好一会儿后,小师叔单手摸出了一粒丹丸,塞入了虫儿口中,助其服下后再次运功催化。

待正式收功后,小师叔将虫儿扶平躺了,拉了榻上的锦被轻轻盖在了昏迷的虫儿身上,虫儿的脸色依然很难看。

起身的小师叔忽回头,冷冷盯向庾庆,“你自己为什么不试?”

庾庆讪讪道:“这不是虫儿隔的时间更久么,试试在人体的长期效果如何正合适。”

南竹却忽然击掌道:“小师叔,经你这么一提醒,我想起来了,这厮在小云间桃园的时候,就想让我们两个做这个尝试,我们不肯,便让他自己做,结果他自己却死活不做。
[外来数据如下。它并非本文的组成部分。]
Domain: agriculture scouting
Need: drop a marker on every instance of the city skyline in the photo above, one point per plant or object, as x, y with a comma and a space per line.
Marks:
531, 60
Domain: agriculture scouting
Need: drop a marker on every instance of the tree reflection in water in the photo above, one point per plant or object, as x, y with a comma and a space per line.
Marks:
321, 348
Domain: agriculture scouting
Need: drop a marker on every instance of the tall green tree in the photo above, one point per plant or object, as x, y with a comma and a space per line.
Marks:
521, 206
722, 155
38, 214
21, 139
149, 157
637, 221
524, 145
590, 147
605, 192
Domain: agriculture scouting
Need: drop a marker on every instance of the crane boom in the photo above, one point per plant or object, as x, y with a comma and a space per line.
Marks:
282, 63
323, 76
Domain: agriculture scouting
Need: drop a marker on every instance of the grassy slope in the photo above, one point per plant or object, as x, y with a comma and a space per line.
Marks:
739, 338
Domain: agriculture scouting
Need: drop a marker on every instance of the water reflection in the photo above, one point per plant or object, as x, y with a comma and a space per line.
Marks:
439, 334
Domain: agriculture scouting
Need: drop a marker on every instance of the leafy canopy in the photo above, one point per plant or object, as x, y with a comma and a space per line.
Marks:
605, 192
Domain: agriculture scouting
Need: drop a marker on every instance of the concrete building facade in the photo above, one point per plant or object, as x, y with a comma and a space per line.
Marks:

”

牧傲铁脸色凝重点头,“没错,确有此事。”

庾庆当即转向两人,大怒道:“你们两个狗东西在故意落井下石…啊!”话还没说完便是一声惨叫。

一道人影闪来,咣一声,直接一脚将他给踢飞了出去。

飞出门外,砸落在地翻滚,惊得远处的独目人朝这边看来。

连滚带爬而起的庾庆拍拍身上,灰头土脸着立马走人,先躲躲,先避避晦气,在人气头上撞上去肯定还要倒霉,从小挨那位拳脚总结出的经验,先躲起来就对了。至于掌门的威风,理亏在先,暂时不摆也罢。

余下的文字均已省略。